All the other Ws in this W-family are segmentable, consist of at least 2 distinct morphemes. They are subdivided into: 1) affixational derivatives – a root morpheme & 1 / more affixes: hearten, dishearten, heartily, heartless, hearty, heartiness; 2) compounds – 2 / more simple / derived stems: sweetheart, heart-shaped, heart-broken; 3) derivational compounds – Ws of a phrase are joined together by composition a& affixation / phrasal derivation: kind heart + -ed.

The root in English is often homonymous with the W – 1 of the most specific features of English ← its general grammatical system & its phonemic system. The most favoured English phonemic shape is 1 stressed syllable → no space for a 2nd morpheme with classifying LG meaning → this meaning is signalled by distribution: a morning’s ride, a morning’s walk ride, walk are Ns because they are preceded by a genitive.
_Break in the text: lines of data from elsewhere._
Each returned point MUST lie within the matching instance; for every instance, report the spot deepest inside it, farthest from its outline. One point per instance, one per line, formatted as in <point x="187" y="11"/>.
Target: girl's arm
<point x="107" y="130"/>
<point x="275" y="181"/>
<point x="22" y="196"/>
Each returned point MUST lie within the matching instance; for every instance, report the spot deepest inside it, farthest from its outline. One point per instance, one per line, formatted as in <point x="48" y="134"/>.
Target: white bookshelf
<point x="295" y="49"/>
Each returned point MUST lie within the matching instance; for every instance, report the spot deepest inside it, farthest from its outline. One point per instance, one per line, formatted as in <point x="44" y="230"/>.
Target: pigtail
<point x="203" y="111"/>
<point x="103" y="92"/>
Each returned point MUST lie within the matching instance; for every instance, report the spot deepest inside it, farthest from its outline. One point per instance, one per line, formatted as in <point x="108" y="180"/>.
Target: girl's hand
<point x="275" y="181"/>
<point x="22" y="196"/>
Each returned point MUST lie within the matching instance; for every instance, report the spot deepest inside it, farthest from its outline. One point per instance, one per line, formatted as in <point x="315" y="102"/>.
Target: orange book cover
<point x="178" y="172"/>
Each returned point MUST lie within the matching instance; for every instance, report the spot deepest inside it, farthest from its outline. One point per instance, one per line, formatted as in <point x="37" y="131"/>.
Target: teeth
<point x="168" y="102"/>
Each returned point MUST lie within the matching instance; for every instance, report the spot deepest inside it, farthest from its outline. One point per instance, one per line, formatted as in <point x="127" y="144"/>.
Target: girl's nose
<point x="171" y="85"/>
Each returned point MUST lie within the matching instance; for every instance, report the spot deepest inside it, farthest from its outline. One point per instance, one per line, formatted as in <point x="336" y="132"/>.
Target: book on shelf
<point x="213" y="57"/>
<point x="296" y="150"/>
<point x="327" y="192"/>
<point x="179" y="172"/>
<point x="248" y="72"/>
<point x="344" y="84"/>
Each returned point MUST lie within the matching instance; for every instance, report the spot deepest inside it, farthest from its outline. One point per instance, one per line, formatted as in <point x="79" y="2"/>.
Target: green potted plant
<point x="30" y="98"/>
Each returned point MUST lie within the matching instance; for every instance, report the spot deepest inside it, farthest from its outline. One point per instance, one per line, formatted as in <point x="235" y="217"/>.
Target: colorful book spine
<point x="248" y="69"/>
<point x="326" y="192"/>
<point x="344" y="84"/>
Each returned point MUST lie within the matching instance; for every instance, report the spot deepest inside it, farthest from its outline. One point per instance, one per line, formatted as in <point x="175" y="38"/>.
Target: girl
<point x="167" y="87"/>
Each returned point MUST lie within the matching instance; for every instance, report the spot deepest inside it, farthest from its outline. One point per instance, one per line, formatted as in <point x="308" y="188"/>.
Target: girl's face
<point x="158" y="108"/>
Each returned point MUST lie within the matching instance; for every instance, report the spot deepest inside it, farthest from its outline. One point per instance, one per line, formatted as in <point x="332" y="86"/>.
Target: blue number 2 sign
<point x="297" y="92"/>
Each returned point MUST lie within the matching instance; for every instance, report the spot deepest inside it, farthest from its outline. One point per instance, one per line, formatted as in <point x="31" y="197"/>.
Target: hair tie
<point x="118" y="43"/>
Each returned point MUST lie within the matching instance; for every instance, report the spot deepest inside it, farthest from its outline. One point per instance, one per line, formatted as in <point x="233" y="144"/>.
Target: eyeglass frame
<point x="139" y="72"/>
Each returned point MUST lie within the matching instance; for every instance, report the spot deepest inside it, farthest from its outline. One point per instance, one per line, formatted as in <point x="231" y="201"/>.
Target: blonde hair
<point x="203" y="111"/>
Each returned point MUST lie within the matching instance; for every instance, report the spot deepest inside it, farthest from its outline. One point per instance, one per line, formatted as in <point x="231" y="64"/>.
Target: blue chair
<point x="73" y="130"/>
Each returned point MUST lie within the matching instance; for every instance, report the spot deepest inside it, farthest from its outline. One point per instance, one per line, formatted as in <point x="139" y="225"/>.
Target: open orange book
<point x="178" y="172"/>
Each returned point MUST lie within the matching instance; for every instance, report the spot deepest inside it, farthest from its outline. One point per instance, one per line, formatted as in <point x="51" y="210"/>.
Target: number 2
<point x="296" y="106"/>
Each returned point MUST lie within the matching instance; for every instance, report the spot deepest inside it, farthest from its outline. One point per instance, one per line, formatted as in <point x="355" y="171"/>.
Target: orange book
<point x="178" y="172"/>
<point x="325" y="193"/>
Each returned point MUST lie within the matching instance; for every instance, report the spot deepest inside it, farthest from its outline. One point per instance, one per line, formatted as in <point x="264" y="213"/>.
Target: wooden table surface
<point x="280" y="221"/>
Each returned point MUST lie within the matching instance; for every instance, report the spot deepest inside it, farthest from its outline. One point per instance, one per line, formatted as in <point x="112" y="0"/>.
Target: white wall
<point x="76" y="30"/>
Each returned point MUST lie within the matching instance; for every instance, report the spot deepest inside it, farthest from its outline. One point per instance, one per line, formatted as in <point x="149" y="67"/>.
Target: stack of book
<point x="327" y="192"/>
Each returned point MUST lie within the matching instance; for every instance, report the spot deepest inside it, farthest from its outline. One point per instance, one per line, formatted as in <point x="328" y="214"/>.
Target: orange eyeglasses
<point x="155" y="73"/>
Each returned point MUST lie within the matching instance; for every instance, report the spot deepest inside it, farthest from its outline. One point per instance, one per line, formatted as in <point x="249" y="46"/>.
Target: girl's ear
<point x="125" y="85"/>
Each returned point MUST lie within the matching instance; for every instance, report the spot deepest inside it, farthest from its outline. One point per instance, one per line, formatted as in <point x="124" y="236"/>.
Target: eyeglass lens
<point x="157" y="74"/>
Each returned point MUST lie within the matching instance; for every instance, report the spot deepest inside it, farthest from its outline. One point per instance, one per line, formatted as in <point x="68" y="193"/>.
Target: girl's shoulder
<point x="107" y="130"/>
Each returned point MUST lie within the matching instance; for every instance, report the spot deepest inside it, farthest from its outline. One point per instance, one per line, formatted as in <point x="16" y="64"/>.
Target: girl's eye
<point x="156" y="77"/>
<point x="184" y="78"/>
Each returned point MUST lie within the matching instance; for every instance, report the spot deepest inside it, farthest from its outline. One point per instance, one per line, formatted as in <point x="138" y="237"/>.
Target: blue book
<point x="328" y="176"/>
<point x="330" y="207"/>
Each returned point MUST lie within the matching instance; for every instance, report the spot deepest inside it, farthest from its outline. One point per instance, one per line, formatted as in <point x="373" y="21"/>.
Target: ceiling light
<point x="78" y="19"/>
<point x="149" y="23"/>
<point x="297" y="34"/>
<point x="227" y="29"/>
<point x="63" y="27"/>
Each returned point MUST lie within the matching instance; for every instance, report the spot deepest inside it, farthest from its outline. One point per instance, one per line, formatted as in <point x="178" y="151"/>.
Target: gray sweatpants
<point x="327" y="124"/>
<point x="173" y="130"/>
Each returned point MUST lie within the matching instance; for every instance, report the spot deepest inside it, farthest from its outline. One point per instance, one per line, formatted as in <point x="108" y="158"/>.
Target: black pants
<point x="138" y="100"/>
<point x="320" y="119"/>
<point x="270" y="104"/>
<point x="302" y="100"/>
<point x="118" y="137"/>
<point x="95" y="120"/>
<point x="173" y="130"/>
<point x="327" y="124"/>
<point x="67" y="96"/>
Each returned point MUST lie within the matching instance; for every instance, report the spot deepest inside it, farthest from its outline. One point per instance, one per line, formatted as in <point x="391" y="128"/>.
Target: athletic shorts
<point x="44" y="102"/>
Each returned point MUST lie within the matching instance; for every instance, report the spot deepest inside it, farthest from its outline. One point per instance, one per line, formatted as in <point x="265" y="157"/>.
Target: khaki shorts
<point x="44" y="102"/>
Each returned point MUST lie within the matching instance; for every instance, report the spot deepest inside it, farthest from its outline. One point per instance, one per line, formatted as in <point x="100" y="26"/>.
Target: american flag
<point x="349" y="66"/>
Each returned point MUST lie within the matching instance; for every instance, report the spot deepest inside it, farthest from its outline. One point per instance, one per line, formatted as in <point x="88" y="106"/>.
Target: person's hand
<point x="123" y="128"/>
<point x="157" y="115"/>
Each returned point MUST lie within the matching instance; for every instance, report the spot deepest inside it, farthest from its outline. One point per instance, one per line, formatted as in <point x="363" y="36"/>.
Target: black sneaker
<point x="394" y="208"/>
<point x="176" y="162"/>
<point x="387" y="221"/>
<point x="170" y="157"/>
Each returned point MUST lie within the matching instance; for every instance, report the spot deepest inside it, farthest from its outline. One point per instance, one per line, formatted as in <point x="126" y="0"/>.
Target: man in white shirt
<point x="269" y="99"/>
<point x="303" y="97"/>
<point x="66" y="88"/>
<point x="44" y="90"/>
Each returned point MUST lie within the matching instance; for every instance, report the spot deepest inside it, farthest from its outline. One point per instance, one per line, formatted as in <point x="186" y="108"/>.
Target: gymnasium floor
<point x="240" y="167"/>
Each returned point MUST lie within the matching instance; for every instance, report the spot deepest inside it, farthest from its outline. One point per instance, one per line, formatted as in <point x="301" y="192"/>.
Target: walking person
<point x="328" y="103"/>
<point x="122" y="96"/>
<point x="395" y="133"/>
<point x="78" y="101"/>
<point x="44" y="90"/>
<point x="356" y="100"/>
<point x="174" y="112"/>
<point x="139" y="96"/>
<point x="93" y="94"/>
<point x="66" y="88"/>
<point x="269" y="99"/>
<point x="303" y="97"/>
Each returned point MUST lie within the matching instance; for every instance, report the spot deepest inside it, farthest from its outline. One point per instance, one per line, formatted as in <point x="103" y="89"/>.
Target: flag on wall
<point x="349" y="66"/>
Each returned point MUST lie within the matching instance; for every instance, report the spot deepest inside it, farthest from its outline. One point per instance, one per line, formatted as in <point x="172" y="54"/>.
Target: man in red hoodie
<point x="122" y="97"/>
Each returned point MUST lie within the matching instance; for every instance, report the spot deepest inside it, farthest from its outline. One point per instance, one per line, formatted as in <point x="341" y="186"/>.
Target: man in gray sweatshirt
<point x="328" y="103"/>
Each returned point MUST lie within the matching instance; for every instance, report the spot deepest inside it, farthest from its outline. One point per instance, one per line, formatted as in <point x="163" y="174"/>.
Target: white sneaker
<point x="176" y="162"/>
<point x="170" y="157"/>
A suffix is a derivational morpheme following the stem & forming a new derivative in a different part of speech / a different W class: hearten, hearty, heartless. Suffixes render the most general semantic component of the W’s lexical meaning, they are semantically fused with the stem.

A prefix is a derivational morpheme standing before the root & modifying meaning: hearten dishearten. With Vs & statives a prefix may distinguish 1 part of speech from another: earth n – unearth v, sleep n – asleep (stative). With a few exceptions prefixes modify the stem for time (pre-, post-), place (in-, ad-), negation (un-, dis-) & are semantically rather independent of the stem.

An infix is an affix placed within the W, like -n- in stand. The type is not productive.